There are times when I feel as if I am living someone else's life. In reality of course I know this is my life and these challenges are mine. If I forget, all I have to do now is to look at myself in the mirror, or reach up to my left chest area and feel that port that is implanted right under the skin. AND that throws me back into what is going on here.
Jonathan loved movies, and if he saw one he thought I just had to see, he'd call me and tell me. And I would do the same with him. If he really liked a movie, he'd buy it, if he happened to be working and had money. He ended up with quite a collection and some of them he watched over and over.
I find myself now, when I watch a movie that I think he'd like, thinking "I wonder if Jonathan has seen this one?" and then of course I have to remember he hasn't.
He couldn't bare to watch movies where animals got hurt or mistreated. Even if I assured him it all worked out in the end, NO! He couldn't take it.
Even now, two months later, his death still doesn't feel all that real to me. It wasn't unusual at certain points in his life for us not to communicate for months at a time. It was usually when he was so unhappy, when he was in that dark cold place where he felt so all alone. But I knew I'd eventually hear from him, I knew always he was out there somewhere and I prayed a million prayers that he'd find peace and happiness, I never gave up hope.

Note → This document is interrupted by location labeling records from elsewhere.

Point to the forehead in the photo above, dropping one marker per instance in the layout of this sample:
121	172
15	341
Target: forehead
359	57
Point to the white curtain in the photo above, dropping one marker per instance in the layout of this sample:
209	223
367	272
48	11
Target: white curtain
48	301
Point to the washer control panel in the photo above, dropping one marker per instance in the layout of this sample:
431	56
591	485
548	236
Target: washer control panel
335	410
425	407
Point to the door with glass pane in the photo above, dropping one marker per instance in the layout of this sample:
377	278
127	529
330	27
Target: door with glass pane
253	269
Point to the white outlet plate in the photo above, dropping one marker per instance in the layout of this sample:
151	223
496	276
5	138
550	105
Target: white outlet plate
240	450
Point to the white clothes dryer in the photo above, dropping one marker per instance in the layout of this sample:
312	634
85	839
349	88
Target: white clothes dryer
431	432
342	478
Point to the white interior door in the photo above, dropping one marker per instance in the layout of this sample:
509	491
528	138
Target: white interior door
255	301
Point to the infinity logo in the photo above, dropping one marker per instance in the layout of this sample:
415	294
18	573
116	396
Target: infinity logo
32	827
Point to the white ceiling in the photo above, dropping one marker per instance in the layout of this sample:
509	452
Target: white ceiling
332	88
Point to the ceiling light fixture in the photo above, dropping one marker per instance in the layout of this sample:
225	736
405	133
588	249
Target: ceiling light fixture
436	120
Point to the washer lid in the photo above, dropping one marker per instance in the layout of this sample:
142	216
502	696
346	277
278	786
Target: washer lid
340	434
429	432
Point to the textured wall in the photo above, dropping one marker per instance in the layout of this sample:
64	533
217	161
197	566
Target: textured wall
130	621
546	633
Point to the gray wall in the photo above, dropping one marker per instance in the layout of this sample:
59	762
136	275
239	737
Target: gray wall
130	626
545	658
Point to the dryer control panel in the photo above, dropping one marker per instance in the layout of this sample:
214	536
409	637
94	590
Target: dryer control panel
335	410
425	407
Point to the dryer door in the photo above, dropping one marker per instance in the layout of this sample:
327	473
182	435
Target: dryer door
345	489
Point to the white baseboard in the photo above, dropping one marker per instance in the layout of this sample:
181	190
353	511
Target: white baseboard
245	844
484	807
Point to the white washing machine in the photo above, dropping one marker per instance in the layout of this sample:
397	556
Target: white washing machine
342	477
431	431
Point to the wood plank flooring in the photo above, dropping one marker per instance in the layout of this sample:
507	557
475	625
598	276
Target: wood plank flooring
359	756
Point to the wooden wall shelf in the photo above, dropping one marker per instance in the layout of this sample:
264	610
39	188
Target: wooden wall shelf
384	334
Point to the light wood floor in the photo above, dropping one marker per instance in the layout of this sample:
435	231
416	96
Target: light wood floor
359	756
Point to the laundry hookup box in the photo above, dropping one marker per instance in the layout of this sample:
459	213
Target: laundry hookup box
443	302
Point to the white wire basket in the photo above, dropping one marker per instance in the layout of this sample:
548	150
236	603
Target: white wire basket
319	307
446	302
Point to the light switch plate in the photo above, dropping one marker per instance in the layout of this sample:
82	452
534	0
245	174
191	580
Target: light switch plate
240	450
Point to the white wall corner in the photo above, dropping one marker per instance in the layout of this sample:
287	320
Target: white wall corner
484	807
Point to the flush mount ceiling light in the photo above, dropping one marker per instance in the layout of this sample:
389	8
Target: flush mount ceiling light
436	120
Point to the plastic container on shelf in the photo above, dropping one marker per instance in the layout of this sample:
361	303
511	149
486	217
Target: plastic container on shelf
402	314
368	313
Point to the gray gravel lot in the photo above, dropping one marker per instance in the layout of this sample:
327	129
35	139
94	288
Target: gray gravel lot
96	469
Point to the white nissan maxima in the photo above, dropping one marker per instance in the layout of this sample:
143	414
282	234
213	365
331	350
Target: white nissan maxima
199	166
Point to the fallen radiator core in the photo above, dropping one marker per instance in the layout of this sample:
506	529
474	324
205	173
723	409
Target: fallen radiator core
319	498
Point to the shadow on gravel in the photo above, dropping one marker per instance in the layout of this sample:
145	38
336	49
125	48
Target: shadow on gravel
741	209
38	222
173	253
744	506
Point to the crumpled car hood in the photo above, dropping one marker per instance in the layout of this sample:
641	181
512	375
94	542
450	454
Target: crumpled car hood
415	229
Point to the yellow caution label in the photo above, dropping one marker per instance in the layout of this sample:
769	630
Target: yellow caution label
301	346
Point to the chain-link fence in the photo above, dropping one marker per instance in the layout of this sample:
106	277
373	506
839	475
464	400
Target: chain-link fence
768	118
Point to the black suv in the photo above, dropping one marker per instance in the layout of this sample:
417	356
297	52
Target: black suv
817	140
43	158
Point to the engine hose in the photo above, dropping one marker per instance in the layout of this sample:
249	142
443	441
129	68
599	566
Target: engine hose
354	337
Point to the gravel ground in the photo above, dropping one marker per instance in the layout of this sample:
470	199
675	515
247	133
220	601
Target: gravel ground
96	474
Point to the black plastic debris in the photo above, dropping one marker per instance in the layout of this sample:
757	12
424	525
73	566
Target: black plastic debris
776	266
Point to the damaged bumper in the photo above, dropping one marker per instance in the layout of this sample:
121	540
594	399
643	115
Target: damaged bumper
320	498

So I have to constantly remind myself, he is no longer out there somewhere on this earth, that he won't just pop in, he won't text me those silly forwards from his phone. During these realizations, a great sadness overwhelms me, grips my heart so tightly that I can't breathe, hurts me physically down to my very soul. I don't expect that will ever go away.
I've never really been angry at him for taking his own life. I've been angry that he had to fight so hard all his life, I feel helpless that I couldn't help him more to fight those demons that showed up more than not. But I've never been angry at him. I still can't believe he is gone. Even now. Even though there's an Urn sitting on my shelf with his ashes. Matthew and I have plans for them when I get to Washington. I fear I'll forget what his voice sounded like. I know that every year on his birthday I'll think, "today he'd have been 32 or 35 or how ever many years I live, I'll think of how old he would have been." I know that I will never be the same in some ways. How can I be? I am now incomplete, I am missing a part of my self.
In a really weird way, going through grieving my son and fighting cancer at the same time is a blessing. It gives me the strength I need to get through the treatments and the testing and the sticking. Because compared to losing my son, it is really nothing. I've no doubt I'll get through this cancer thing and go on to live a lot more years, but I can't bring my child back. And that is the reality of my life.